Hiking is more than just physical exercise. It’s also an opportunity to de-stress and connect with nature. In fact, on the best hiking trips, you’ll hardly notice that you’re exercising at all. It’s easily one of the most challenging and immersive activities that you can engage in. It’s also one that’s sure to provide impressive rewards. Best of all, hiking is absolutely free. However, before you lace up your hiking boots and take off, there are six newbie hiking tips that you definitely need to know.
Start Off Easy
Don’t make your first hike a rigorous, 10-mile stretch that takes you far out into the wilderness. One of the most important things to remember when you’re hiking is that however far you hike out, that’s how far you’ll have to walk back. Although you might feel robust and full of energy at the beginning of your trip, you’ll probably be dealing with sore muscles, tired feet, and general fatigue on your way back in. Set modest goals and gradually build your way up to more ambitious, challenging trails.
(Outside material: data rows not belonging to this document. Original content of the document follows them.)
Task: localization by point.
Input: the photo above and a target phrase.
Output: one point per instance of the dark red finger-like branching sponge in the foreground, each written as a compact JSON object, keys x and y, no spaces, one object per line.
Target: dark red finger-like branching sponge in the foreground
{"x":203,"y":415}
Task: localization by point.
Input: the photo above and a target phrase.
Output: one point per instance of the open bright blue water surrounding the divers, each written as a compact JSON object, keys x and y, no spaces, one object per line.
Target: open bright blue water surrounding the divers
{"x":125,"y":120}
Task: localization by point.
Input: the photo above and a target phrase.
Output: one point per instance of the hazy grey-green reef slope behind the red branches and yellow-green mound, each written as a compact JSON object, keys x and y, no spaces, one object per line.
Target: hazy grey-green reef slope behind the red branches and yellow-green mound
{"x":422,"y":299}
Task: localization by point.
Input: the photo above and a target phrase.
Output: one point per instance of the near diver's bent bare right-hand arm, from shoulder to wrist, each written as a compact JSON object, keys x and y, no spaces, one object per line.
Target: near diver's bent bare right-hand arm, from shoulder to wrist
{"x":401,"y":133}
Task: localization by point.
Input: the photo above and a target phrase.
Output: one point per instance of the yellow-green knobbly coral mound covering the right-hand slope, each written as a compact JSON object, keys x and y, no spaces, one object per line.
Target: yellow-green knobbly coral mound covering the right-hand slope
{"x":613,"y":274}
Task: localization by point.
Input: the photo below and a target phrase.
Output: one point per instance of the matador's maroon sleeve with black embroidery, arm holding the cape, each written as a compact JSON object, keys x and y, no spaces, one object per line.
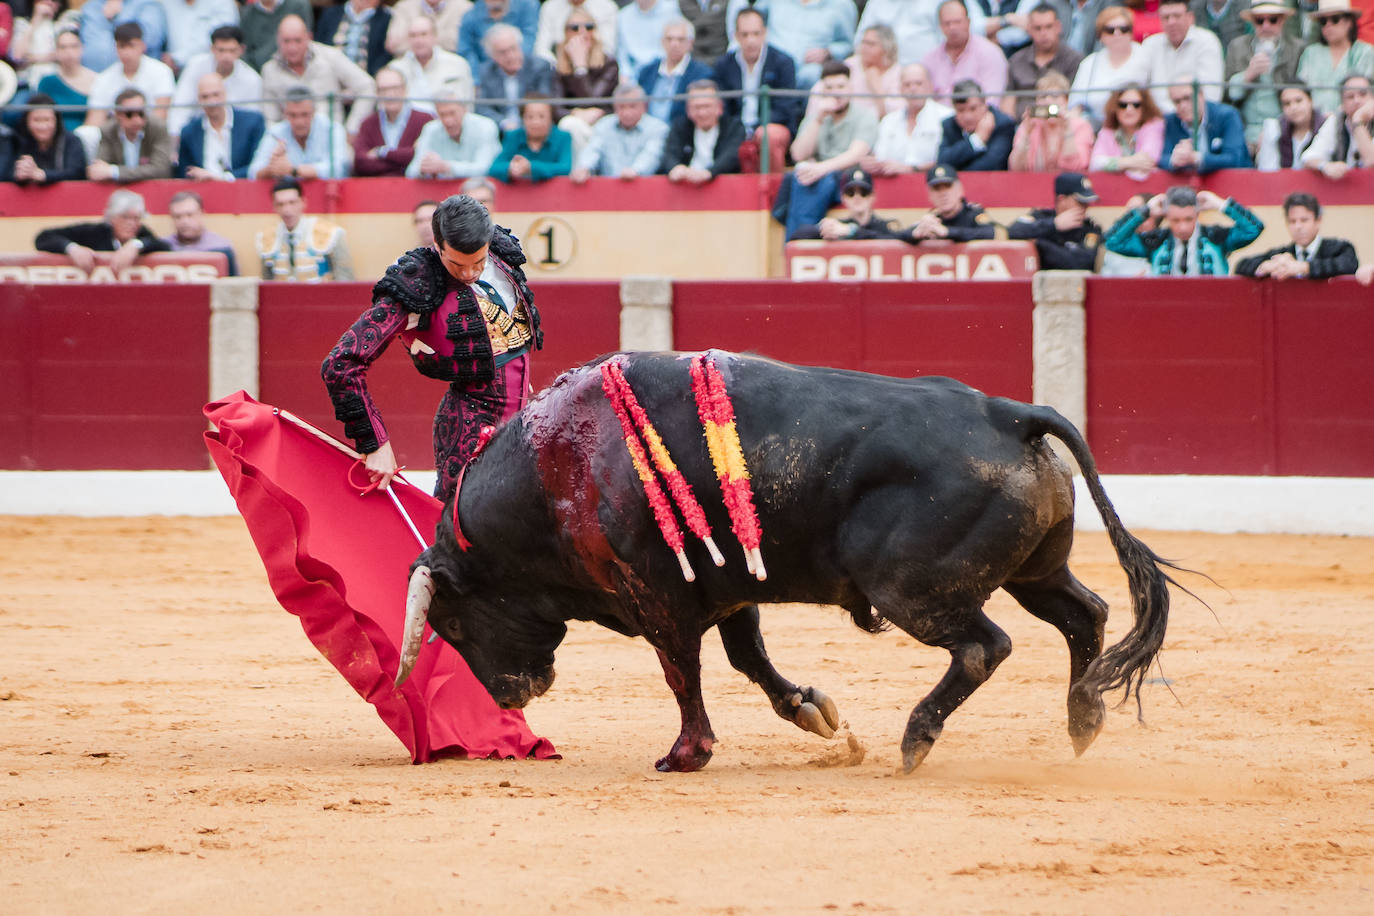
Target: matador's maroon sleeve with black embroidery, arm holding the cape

Let Someone Know Where You’re Going
It’s always a good idea to give your family members and a few close friends a heads-up about your planned hiking adventures. This way,if you get lost or injured, you can rest assured that someone will be looking for you. Give your loved ones the exact location of of your chosen path, and let them know approximately how long you’ll be gone. These details will make it infinitely easier for rangers to find you in the event that any mishaps occur.
Choose the Right Footwear
Many brand new and incredibly ambitious hikers invest in the best hiking boots they can find, or in comfortable men’s or women’s sneakers. Unfortunately, however, most wait until the day of their actual hikes to put their new boots on. Like all boots, hiking boots need to be broken in. Wearing them fresh out of the box for several miles can leave you with abrasions at the heel and painful blisters. Make sure that your hiking shoes fit and feel good, and that you’ll be comfortable wearing them for several miles. Look for options that offer good arch support and a generous amount of flexibility at the mid-portion of the foot. Some of the top options in hiking boots are relatively lightweight, and have breathable outer materials, or inner materials with natural wicking properties. These features will limit the likelihood of foot fatigue and keep your feet nice and dry.
Pack Extra Socks and Outerwear
No matter how short you intend your trip to be, or how good the weather is when you start out, be sure to pack extra socks and extra outwear. Dressing in layers in smart. You can always take unnecessary layers off, but if you don’t bring them along, adding additional warm layers will prove impossible. One of the best ways to avoid foot problems is by packing extra socks. This way, if you step into an unseen puddle or build up a nice sheath of foot sweat, you can stop and put on a clean, dry pair. When it comes to preventing excess sweating and chaffing, synthetic or wool socks are far preferable to cotton ones. There are a number of lightweight, insulated jackets that can be rolled or folded into a compact bundle and stowed in your backpack or pocket. If the temperature drops before you get home, you won’t have to worry about hypothermia.
Practice Good Hydration and Bring Plenty of Sustenance
The best way to hydrate while hiking is in slow sips. Don’t wait until you’re thirsty and then try to gulp down massive amounts of water at once. In fact, remember that thirst is actually an early and sure sign of mounting dehydration. Carry a large-sized water bottle or a top-rated, portable water filter. Drinking steadily throughout the day will keep your energy levels high, and prevent headaches, dizziness, and other common dehydration symptoms. You should also pack plenty of nutrient-dense and high-protein snacks. Trail mix, nuts, small packets of nut butters, jerky, dried fruits, and granola bars are all good options.
Be Ready for Anything
Always be prepared for the unexpected. This means carrying a lightweight yet comprehensive first aid kit, and a complete bug-out bag in case you need to take shelter. If you’ll be hiking deep into the woods, you should also bring along a knife and bear mace. Although you might have a hard time seeing yourself as using these things, you’ll be remiss to find yourself without them if confronted by a grizzly, a mountain lion, or any other aggressive predator.
Becoming a true trailblazer can be absolutely life-changing. Learning how to plan safe, productive, and enjoyable hikes will make you more mindful, more peaceful, and better able to shed the stress of everyday living. With the tips above, you’ll be well-prepared for any surprises that the trail throws your way.